- First appearance: The Escape
- Created by: Robert Muchamore
- Birth name: Charles Henderson

In-universe information
- Gender: Male
- Occupation: Spy
- Family: Joan Harper-Watt (spouse) Hayley Henderson (daughter - deceased) Terrence Henderson (son)
- Nationality: UK

= Charles Henderson (character) =

Charles Henderson is a fictional character from the Henderson's Boys series by English author Robert Muchamore. He is the founder of CHERUB and member of the obscure branch of Naval intelligence known as the Espionage Research Unit.

== Background and life ==
Charles Henderson attended Burghley Road Grammar school, leaving at the age of fifteen. He worked briefly at a die-cast metal works before following his father into the Royal Navy. He served on several different ships and reached the role of Commander by his early twenties. He turned down two offers of Captain. Henderson's language skills - which were very advanced - meant that he was more suited to a desk job.

In 1935, he was transferred to the Espionage research Unit. In 1939, as World War II broke out, he was sent to Europe to liaise with resistance movements. In 1940 he was sent to retrieve Paul and Rosie Clarke, two British children in possession of valuable radio blueprints that the Nazis also wanted. In his mission to get to the children first, he enlisted the help of Marc Kilgour, a French orphan. After successfully evacuating the children to England with the radio blueprints, he realized how useful children could be as spies and so persuaded the government to set up CHERUB.
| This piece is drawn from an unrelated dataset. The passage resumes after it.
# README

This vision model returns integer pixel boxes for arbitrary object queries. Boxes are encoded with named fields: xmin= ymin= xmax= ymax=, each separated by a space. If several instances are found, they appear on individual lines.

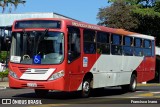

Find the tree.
xmin=0 ymin=0 xmax=26 ymax=13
He was shot and murdered by his wife Joan for reasons unknown in 1946.

== Physical appearance ==
Henderson is above average height with dark hair. He has a slightly unkempt appearance but has good teeth.

== Academia ==
Henderson has an aptitude for languages; he speaks the five major European languages fluently and can mimic regional dialects accurately.

== Appearances ==
=== The Escape ===
Henderson is undertaking an operation in France. German agents are tracking two children, Paul and Rosie Clarke. He has to reach them before they do. He finds himself enlisting the help of Marc Kilgour, a French orphan. Paul and Rosie have the plans for a top-secret radio receiver which must be delivered back to England. Henderson accompanies them across France to Bordeaux where he sends them on their way. Henderson stays with Marc to get him a passport so that he can make the crossing

=== Eagle Day ===
Henderson has to contact the British Secret Service with plans of the German invasion of Britain. He takes a job as a translator for the Germans so he can copy the invasion plans. Marc also becomes a translator for the Germans and assists Henderson with the operation. Henderson returns to Britain at the end of the book announcing that staying much longer in occupied France would be a suicide mission.

=== One Shot Kill ===
Henderson is tasked with leading a team of CHERUB agents and an American sergeant into occupied France in an effort to stop the development of the V-1 Flying Bomb.

=== Grey Wolves ===
Henderson is tasked with commanding an undercover operation with 6 CHERUB agents. During which, his son - Terence Henderson, future chairman of CHERUB - is born and he is promoted to Captain.